Fishing in the mainstem Columbia River will continue to be good into late October, with coho salmon slowly replacing Chinook as the main catch. There are two runs of coho salmon that return to Southwest Washington Rivers. The early run peaks in late September, and the late run arrives in late October and early November.
Up until now the salmon have been kegged up at the mouths of rivers such as the Cowlitz and the Lewis. But recent rains will send them streaming up into the smaller rivers. Effort has been strong and anglers have taken good numbers of nice Chinook, according to Lance Fisher of Lance Fisher Fishing. However, he reports that the run is arriving late.
“The fish are coming in late. They are about 10 days behind normal,” says Fisher, “but we’ve got good water and a good bite. We’ll see over the course of the next two weeks if it holds up.”
He reports that fishing for Chinook off the mouth of the Deschutes River has been good, but the bite at the mouth of the Klickitat River has been a little off with more salmon being caught by fishermen that are trolling rather than the favorite method: hover-fishing with salmon eggs.
Here is what to expect this fall in the rivers near you.
The heavyweight of the local salmon streams is the Cowlitz River. Action for fall Chinook has been very good, but this is a selective fishery and most of the Chinook are wild and must be released. Cary Hofmann of CNH Guide Service reports that wild Chinook have been outnumbering the keep-able hatchery fish about four or five to one. Hatchery fish have a clipped adipose fin.
However, Hofmann reports that the lopsided ratio has not been much of a problem.
“When you are catching 12, 13 or 14 fish a day, it’s just a lot of fun,” says Hofmann. “This rain is going to bring in a lot of fish and it’s about to get really good. It should fish well for another month and a half.”
Hofmann has been side drifting to locate the schools, and then targeting them by hover fishing and back-bouncing clusters of salmon eggs.
In mid October the Chinook fishery will give way to the Cowlitz’s late coho run. Pre-season projections call for a return of 26,600 adult coho. Once the coho start to show Hofmann will switch tactics to twitching jigs and casting plugs.
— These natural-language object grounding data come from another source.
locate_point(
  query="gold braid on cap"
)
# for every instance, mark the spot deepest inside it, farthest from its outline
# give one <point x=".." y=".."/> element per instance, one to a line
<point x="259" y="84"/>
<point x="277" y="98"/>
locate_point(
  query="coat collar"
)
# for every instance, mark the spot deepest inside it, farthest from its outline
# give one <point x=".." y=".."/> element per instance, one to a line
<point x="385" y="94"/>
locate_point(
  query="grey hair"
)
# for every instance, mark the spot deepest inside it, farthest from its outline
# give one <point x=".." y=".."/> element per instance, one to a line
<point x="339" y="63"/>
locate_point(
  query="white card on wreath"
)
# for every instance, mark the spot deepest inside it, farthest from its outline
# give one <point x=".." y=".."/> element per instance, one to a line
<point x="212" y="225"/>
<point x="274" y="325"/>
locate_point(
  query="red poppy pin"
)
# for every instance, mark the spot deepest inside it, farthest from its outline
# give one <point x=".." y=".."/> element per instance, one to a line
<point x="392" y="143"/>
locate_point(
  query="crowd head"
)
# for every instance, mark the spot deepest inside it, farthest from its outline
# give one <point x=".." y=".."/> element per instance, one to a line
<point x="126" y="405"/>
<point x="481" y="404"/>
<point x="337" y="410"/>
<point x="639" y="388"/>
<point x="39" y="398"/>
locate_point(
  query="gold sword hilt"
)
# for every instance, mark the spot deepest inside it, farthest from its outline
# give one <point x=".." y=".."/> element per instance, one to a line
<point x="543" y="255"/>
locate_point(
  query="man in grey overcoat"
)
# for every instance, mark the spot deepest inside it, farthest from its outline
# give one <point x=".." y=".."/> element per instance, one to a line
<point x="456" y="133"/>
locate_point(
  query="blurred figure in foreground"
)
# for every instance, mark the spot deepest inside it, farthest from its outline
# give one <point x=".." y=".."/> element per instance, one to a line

This lake at the mouth of the Little White Salmon River has been producing some very good fishing for Chinook, both inside the lake itself, and outside the mouth in the Columbia. Coho salmon are no longer stocked out at Drano, but the lake does see some strays.
The run of wild Chinook returning to this river has rebounded from a few low years, and some 13,000 wild Chinook are expected to return. Early run coho, which are peaking right now, are expected to return in the neighborhood of about 17,500. The late run forecast is better, calling for 20,600 adult coho.
The huge run of hatchery Tule Chinook is finishing up, but the river should get about 7,000 late coho.
About 3,200 late arriving coho are expected to return to this small river.
Many of these rivers have rules that are specific to them. Always check the regulations before you fish.